The Saratoga Sun -

Dr. Bartholomew elected President of WMS


Erik Gantt

Dr. Dean Bartholomew was recently elected president of the Wyoming Medical Society. He is hoping to give rural health care a voice to benefit smaller clinics.

Dean Bartholomew, M.D., the physician-owner of the Platte Valley Medical Clinic (PVMC), was elected President of the Wyoming Medical Society (WMS) last week. Bartholomew said "It is exciting, it is an honor and a privilege to be able to represent the society and the physicians throughout the state." He feels that his presidency will help represent the rural voice and be of benefit to smaller clinics, especially in this time when there are policy changes involving Medicare and the Affordable Care Act.

In Bartholomew's view, it's a difficult time for medical practice's in Wyoming right now, especially in regard to electronic filing and sharing of medical records. It's hard for smaller clinics that don't have large staffs with administrative officers that are tasked solely with compliance responsibilities. This is an area where Bartholomew feels particularly adept at representing the view of the small clinic to the WMS.

Bartholomew's duties will call for added time away from the clinic, but he is comfortable with that because his nurse practitioner Jennifer Oiler and physician's assistant Edwin Sheils will be there to see patients.

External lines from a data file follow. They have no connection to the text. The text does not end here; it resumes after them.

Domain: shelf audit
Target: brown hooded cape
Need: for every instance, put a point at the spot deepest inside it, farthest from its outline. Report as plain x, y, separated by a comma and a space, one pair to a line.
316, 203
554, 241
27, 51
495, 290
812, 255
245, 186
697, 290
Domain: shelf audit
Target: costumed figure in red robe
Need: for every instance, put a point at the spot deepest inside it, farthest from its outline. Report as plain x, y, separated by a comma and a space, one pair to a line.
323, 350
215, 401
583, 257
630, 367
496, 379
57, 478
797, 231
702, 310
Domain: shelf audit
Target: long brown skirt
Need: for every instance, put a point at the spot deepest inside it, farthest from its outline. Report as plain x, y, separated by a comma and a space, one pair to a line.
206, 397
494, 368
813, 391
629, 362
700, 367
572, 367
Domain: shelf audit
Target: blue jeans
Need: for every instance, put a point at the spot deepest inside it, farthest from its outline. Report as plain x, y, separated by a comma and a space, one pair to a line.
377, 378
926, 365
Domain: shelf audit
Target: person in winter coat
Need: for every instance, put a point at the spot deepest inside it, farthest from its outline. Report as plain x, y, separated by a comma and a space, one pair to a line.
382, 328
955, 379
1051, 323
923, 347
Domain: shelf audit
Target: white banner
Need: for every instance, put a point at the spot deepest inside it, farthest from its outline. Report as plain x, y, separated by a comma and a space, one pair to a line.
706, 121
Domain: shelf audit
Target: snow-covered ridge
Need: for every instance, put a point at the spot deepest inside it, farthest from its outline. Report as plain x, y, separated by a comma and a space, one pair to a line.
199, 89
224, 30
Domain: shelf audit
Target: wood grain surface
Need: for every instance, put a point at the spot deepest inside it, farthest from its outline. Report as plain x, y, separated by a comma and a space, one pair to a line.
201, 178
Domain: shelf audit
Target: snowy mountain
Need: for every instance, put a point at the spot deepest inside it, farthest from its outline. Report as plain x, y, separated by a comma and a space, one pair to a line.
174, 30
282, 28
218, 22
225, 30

Bartholomew's duties as president include being a spokesperson for the WMS, heading quarterly board meetings, and managing day-to-day affairs of the Society along with the Executive Director.

Because of his exposure as president of the WMS, Bartholomew thinks "It's a great chance for Saratoga and the Corbett Medical Foundation. People know what's happening here at the state level." He would also like to have a WMS Board of Trustees meeting in Saratoga as a way to introduce members to the Valley and the PVMC.

The WMS represents over 500 physicians state-wide with approximately 25 members on the board of trustees. The primary goals of the Society are physician and patient representation at the state level and physician recruitment; especially in rural areas.

Bartholomew feels that physician recruitment is a particularly sensitive issue in state because of the implementation of the Affordable Care Act and the fact that Wyoming has not approved an expansion of Medicaid. The WMS is in favor of expanding Medicaid in order to allow more patients access to insurance.

When asked if the Affordable Care Act is a good thing for small practices in Wyoming, Bartholomew said that obviously there is a political side, but from a patient standpoint, it is overall a good thing because patients who didn't use to have access to healthcare now do.

From a clinic standpoint the Affordable Healthcare Act probably helps because there are more patients with insurance and they can pay their medical bills, although there has been an overall increase in deductibles. Bartholomew said, "health insurance is getting to be a little more like car kicks in when you have a major incident."

In regard to Medicaid expansion, patients from zero to 138 percent above the poverty level could be covered, but Wyoming has opted not to participate and that group now does not have access to insurance.